John was in a hurry, as he often is these days. Part of the job and life in general.

He rushed home from his last appointment, jumped into the shower because there hadn’t been time earlier, and dressed quickly. We were having dinner with two very special friends.

He calls me the most unobservant person in the world. I had a lot of things on my mind, so as we drove and talked, I wasn’t really looking at him.

Until we got to the restaurant.

We sat with our friends, preparing to order, and I glanced over at John, curious as to what he would get.

And I noticed his shirt was inside out.

I began to say something, then stopped. He seemed fine in his own lack of awareness, and neither of our friends had commented. What could he have done? Excused himself to turn it right-side out in the restroom? Too much fuss.

So I said nothing.

Throughout dinner, I’d glance at him, just to make sure I saw what I thought I was seeing.

He was so inside out.

As we said our goodbyes, I mentioned it to the wife; she’d noticed, but she compassionately said nothing.

When we got to the car, I mentioned to John my little discovery, and he was at first dumbfounded, and then laughed, asking me why I hadn’t said anything.

“I didn’t want to embarrass you.”

He called to his friend to ask if he’d seen anything out of the ordinary, pointing out the tag hanging out the back and the seams facing out.

Mike hadn’t noticed anything.

With our inside-out lives today, there will be those who notice something is off and others who won’t see any difference. There are those who will express their opinions on any and every social media platform, saying things there that they’d never share with someone face-to-face, passing judgment on ideas they don’t fully understand or thoroughly agree with.

The value seems to be in expressing an opinion.

If we’re going to choose to live inside out, why don’t we do it honestly? Exposing the mess within ourselves instead of expressing a viewpoint that might be harmful to others. Taking care of the disarray in our own wheelhouse before commenting on how others are running their lives.

It’s a matter of responsibility and respect, two values sadly lacking in our culture today.

Speaking words of encouragement and affirmation not only builds the person we speak to, but it brings light to our own souls because we’re reflecting on the hope we see in another.

The Apostle Paul stated:

“Let no corrupting talk come out of your mouths, but only such as is good for building up, as fits the occasion, that it may give grace to those who hear.” Ephesians 4:28

Imagine the profound impact we’d have if what we said was consistently uplifting and hopeful, not negative and judgmental. If people didn’t have to guard themselves against bullying tactics and harsh remarks. If we were motivated by kindness instead of opinion.

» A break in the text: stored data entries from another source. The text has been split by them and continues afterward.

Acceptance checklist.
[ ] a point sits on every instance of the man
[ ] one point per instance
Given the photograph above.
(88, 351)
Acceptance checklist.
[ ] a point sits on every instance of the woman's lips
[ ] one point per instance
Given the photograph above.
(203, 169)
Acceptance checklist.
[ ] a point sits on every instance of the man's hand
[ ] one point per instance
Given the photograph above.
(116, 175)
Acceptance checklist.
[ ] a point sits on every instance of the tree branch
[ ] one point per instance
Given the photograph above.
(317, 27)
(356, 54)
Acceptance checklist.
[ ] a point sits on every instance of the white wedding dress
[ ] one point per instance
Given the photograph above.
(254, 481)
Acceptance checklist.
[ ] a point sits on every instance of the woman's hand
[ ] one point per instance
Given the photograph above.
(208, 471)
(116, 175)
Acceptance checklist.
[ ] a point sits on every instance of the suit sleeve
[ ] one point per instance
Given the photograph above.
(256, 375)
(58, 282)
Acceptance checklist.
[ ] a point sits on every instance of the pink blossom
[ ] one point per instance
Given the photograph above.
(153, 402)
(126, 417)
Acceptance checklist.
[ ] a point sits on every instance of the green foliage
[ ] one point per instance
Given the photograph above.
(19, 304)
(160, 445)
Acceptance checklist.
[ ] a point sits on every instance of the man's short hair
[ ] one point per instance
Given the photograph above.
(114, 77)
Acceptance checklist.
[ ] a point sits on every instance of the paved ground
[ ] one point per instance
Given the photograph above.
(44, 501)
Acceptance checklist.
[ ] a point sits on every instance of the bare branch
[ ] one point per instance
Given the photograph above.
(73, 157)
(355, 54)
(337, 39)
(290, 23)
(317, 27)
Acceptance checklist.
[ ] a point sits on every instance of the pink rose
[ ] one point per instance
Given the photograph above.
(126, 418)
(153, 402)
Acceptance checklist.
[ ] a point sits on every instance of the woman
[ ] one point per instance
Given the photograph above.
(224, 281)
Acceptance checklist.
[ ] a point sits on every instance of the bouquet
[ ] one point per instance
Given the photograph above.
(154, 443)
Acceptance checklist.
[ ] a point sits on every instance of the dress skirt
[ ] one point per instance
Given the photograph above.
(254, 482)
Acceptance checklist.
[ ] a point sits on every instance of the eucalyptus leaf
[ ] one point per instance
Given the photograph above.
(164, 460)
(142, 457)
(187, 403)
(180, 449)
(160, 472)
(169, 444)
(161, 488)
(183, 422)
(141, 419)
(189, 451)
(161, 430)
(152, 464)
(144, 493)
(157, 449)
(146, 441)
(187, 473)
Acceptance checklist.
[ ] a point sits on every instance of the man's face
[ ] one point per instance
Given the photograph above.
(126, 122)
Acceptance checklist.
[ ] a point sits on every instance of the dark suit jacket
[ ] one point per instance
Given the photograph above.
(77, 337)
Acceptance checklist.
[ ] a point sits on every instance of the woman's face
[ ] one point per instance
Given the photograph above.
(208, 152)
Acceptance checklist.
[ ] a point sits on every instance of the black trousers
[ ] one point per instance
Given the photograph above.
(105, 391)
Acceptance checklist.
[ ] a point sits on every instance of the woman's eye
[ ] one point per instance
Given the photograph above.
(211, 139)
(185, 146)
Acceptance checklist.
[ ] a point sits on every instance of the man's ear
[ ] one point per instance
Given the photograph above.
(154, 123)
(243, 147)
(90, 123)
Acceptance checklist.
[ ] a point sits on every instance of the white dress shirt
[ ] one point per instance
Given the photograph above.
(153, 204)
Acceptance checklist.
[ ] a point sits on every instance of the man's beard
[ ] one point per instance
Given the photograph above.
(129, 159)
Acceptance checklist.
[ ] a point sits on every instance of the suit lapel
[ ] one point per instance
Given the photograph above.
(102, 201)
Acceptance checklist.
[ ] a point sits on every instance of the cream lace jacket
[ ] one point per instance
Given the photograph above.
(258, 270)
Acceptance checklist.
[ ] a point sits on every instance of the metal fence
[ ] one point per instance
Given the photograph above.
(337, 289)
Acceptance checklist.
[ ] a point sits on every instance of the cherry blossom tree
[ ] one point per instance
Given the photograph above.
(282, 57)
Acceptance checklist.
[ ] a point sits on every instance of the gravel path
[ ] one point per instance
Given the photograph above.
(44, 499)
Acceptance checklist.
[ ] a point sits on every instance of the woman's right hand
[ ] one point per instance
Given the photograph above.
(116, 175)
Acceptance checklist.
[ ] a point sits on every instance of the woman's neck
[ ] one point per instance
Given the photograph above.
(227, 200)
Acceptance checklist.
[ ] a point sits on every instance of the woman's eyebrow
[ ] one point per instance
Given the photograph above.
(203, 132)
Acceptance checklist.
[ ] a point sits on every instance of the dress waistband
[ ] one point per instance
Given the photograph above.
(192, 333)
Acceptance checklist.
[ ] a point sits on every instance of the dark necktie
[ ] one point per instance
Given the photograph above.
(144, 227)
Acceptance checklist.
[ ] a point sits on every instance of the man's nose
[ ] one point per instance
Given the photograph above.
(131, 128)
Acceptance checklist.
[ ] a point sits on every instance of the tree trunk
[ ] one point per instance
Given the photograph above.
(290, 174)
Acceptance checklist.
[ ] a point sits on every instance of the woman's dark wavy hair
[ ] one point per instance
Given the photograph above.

The power to do that can only be found in a relationship with Jesus. He alone can provide the strength to consider others as more important than ourselves.

Even if others expose their wrong side.

8 responses »

  1. I love this story so much!!! You both are filled with such grace.

    Like

  2. terry morgan says:

    Sometimes, it’s just better not to know! So many times, it’s really not that important (a tag showing never hurt anyone. lol). If I could just figure out how to have the right heart – speaking up when it’s helpful and staying quiet (most of the time) when the comment is not necessary – that could help a lot!

    Like

  3. Mike says:

    I just loved hearing both of you laugh together in the parking lot. (Which is not uncommon.) But that’s my memory.

    Like

  4. I could see Mario doing that too!. In fact, he has but I’ve noticed before we left the house. But you’re so right about the need for words that build up and encouragement today. There is far too much negativity and condemnation. Lord, help us!

    Like

    • daylerogers says:

      The sad part is it’s become so expected to hide how we feel and slap a smile on our faces and not be our true selves. I value the fact that the Lord has such an understanding of our whole selves so we can’t surprise or unhinge Him. It does take work to be authentic.